We woke up early in the morning and immediately got on a bus to the Vatican. We had gotten tickets for a 7:15am early entry before the crowds were allowed inside, and it came with a breakfast buffet in one of the courtyards. When we got there, we got to skip the line of tour groups and people waiting already.
We were led to a cute garden where the food and tables were set up. They provided a good spread and we talked to a couple from New Jersey as we ate. Then we grabbed our audio guide and went in search of the Sistine Chapel, skipping all the other exhibits along the way.
“It felt strange to briskly walk past rooms and rooms of gorgeous art, just so that we could get to the Sistine Chapel. The Vatican was beautiful, and we were breezing past things without enough time to register it all. We knew that we could walk through everything again though, so we kept with our priorities.” – Kay
When we walked in the chapel, there were about fifteen people already inside, but it wasn’t crowded and we found seats along the wall to take in the amazing art.
I think I could have sat there for hours still seeing new parts of the frescoes. We ended up just looking at the art for about a half hour before we left the chapel to see the rest of the grounds. We went back to where the the tours start and took our time looking at all the art while listening to our audio guides’ collection of historical information.
Like the Sistine Chapel, the rest of the frescoes that covered the ceilings and walls were so detailed and packed with imagery that we could have spent days looking at the paintings and still not have seen everything they had to offer.

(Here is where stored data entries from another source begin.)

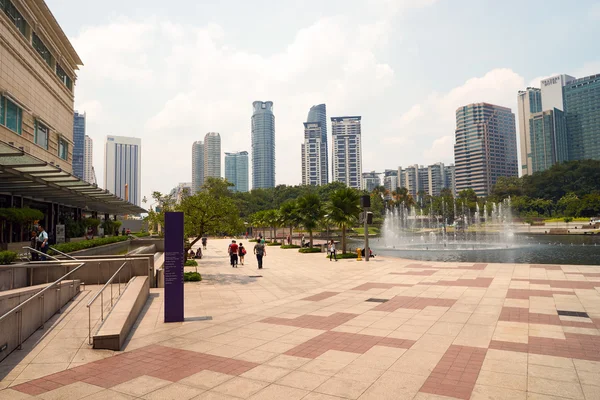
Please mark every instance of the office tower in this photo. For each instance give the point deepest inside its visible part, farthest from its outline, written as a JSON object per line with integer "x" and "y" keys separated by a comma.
{"x": 548, "y": 137}
{"x": 314, "y": 155}
{"x": 485, "y": 148}
{"x": 88, "y": 157}
{"x": 263, "y": 145}
{"x": 318, "y": 113}
{"x": 347, "y": 153}
{"x": 79, "y": 145}
{"x": 529, "y": 102}
{"x": 582, "y": 107}
{"x": 123, "y": 167}
{"x": 212, "y": 155}
{"x": 370, "y": 181}
{"x": 236, "y": 170}
{"x": 197, "y": 166}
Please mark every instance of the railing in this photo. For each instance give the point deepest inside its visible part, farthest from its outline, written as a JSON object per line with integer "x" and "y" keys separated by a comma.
{"x": 40, "y": 296}
{"x": 101, "y": 294}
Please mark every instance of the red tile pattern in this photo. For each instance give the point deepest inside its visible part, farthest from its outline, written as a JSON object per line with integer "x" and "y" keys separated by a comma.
{"x": 158, "y": 361}
{"x": 320, "y": 296}
{"x": 312, "y": 321}
{"x": 575, "y": 345}
{"x": 456, "y": 373}
{"x": 342, "y": 341}
{"x": 477, "y": 282}
{"x": 414, "y": 303}
{"x": 422, "y": 273}
{"x": 380, "y": 285}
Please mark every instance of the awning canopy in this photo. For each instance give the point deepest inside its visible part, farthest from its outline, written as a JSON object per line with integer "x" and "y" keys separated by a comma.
{"x": 24, "y": 175}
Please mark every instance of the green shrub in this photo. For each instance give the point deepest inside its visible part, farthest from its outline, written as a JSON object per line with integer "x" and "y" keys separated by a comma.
{"x": 310, "y": 250}
{"x": 86, "y": 244}
{"x": 290, "y": 246}
{"x": 191, "y": 277}
{"x": 7, "y": 257}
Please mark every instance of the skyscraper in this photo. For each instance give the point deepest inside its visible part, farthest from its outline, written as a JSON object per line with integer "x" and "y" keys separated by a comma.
{"x": 123, "y": 167}
{"x": 88, "y": 157}
{"x": 347, "y": 154}
{"x": 318, "y": 113}
{"x": 582, "y": 107}
{"x": 485, "y": 148}
{"x": 212, "y": 155}
{"x": 197, "y": 166}
{"x": 79, "y": 145}
{"x": 314, "y": 155}
{"x": 263, "y": 145}
{"x": 236, "y": 170}
{"x": 529, "y": 102}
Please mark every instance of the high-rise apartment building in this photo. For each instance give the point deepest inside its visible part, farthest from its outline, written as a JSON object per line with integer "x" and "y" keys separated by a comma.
{"x": 529, "y": 102}
{"x": 314, "y": 155}
{"x": 236, "y": 170}
{"x": 263, "y": 145}
{"x": 485, "y": 148}
{"x": 582, "y": 107}
{"x": 197, "y": 165}
{"x": 347, "y": 153}
{"x": 318, "y": 114}
{"x": 212, "y": 155}
{"x": 88, "y": 160}
{"x": 123, "y": 167}
{"x": 79, "y": 145}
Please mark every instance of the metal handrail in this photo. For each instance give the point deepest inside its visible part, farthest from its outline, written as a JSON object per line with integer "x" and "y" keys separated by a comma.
{"x": 101, "y": 294}
{"x": 38, "y": 295}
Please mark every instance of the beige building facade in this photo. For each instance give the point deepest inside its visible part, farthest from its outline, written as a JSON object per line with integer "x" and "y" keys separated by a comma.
{"x": 37, "y": 81}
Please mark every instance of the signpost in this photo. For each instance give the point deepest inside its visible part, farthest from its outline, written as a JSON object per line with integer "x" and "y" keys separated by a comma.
{"x": 173, "y": 267}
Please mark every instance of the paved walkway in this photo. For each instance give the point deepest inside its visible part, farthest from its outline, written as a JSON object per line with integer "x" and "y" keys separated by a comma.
{"x": 313, "y": 329}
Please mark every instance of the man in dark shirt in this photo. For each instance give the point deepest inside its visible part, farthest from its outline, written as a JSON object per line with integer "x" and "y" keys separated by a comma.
{"x": 233, "y": 249}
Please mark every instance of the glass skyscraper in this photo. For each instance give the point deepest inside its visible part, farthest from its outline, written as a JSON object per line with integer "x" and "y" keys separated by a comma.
{"x": 582, "y": 109}
{"x": 485, "y": 148}
{"x": 236, "y": 170}
{"x": 318, "y": 113}
{"x": 263, "y": 145}
{"x": 79, "y": 145}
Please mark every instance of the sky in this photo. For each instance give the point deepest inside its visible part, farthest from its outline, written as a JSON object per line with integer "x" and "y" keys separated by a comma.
{"x": 168, "y": 72}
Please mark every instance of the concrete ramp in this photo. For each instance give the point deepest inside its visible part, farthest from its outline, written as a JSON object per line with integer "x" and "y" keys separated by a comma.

There were also paintings on display from artists like Dali, along with items that had been collected like Greek statues and Egyptian artifacts. The tour route eventually took us back to the chapel it had transformed from a place to quietly examine the art to a packed room with guards directing the shuffling line of people to the exits. We were so grateful to have seen it while it was calmer and not crowded.
“The scene was like a packed, standing room only concert for the best band in the world. People were standing shoulder to shoulder, back to back, staring at the ceiling, and couldn’t move anywhere. Museum employees were directing the moving line of people to the right side of the chapel, and you weren’t allowed to stop if you were in that line. It was crazy, and we were so fortunate to see the chapel before anyone was allowed in the museum.” – Kay
Finally we made our way though the entire circuit and reached the basilica. While I had read about it and even seen pictures, I was completely unprepared for the scale of the place. It took a long time just walk all the way from front to the back. It was gorgeous, but the scale was just too big to take in all at once. Personally, I preferred the feeling of the smaller churches we had already seen that were just as ornate because they seemed more intimate.
We didn’t spend much time in the basilica and soon walked those go the square and back out to Rome. We had planned to visit the contemporary art museum that afternoon, but both our minds and bodies were tired, so we went home and rested before getting dinner.
We loved seeing the Vatican but were surprised at how similar it was to a museum rather than a church. We probably shouldn’t have been, but we thought there would be a more pervasive sense of spirituality than there was. I think it was because it was so crowded that the sense of spirituality was lost a bit. It would be a completely different experience if you could walk though that place alone.